Sozialer Aufstieg: Die Qualität entscheidet - Schulumbau notwendig
Räume für gemischte Gruppen mit individueller Förderung / Räume für unterschiedliche Geschwindigkeiten / Räume für alle - unabhängig des sozialen Status.
(10.09.2014) - "Ob Schulen Bildungschancen für alle gewährleisten, hängt von der Qualität ab, die sie bieten. Ein zentraler Punkt der Qualität ist der Schulraum", kommentiert Sozialexperte Martin Schenk von der Armutskonferenz die aktuellen Ergebnisse der OECD-Studie "Education at a Glance". Die Hürden für sozialen Aufstieg seien in Österreich besonders hoch, stellte die OECD fest. Schenk: "Die Räume, in denen wir lernen und lehren, haben sich seit über hundert Jahren kaum verändert. Nach wie vor ist das Klassenzimmer im Format von 9 x 7 m der vorherrschende Ort eines im Stundenrhythmus getakteten Unterrichts".
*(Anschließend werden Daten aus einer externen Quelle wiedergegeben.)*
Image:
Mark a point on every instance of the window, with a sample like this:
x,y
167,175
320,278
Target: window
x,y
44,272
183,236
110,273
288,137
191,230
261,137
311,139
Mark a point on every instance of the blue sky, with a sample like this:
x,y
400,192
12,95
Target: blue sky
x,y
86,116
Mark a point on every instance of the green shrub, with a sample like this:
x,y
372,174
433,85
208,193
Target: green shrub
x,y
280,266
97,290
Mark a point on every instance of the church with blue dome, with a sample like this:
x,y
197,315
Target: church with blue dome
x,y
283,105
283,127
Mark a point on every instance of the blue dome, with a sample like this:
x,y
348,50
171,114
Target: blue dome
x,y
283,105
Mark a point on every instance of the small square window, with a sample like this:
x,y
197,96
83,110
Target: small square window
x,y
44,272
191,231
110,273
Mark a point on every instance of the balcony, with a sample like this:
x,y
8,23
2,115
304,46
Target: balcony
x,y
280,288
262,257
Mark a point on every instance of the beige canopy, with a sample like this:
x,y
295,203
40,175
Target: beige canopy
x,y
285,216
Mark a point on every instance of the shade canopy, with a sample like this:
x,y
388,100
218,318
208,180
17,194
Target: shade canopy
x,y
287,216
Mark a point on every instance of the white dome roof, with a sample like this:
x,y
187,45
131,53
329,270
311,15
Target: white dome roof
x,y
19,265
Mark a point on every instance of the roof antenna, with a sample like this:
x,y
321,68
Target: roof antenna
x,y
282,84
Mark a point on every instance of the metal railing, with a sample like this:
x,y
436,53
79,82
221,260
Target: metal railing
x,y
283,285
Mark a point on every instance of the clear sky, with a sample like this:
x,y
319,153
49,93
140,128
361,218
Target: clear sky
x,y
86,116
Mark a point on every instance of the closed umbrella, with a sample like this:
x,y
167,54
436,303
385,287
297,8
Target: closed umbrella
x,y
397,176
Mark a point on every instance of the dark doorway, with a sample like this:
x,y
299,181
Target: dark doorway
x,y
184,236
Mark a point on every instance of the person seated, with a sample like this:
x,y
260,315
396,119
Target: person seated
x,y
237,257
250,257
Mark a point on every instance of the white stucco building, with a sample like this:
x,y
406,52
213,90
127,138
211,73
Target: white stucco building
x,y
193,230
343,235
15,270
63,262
"Die Qualität von Bildungsbauten - von den Kindergärten über Schulen und Hochschulen bis hin zu Orten der Erwachsenenbildung -spiegelt die Wertschätzung wider, die eine Gesellschaft dem Thema Bildung sowie den dort Lernenden und Lehrenden entgegenbringt.", zitiert Schenk die Initiative schulUMbau, die sich für eine Verbesserung der Situation engagiert. Architektonisch haben wir es mit langen Fluren und den daran angeästelten Klassenzellen zu tun. Die Klasse bildet eine Form, der die Massenabfüllung als Idee zugrunde liegt. Zum Verweilen laden diese Räume nicht gerade ein. Weder Schüler noch Lehrer. Der hässlichste Raum ist ja oft auch das Lehrerzimmer. Da wird und kann niemand gerne arbeiten.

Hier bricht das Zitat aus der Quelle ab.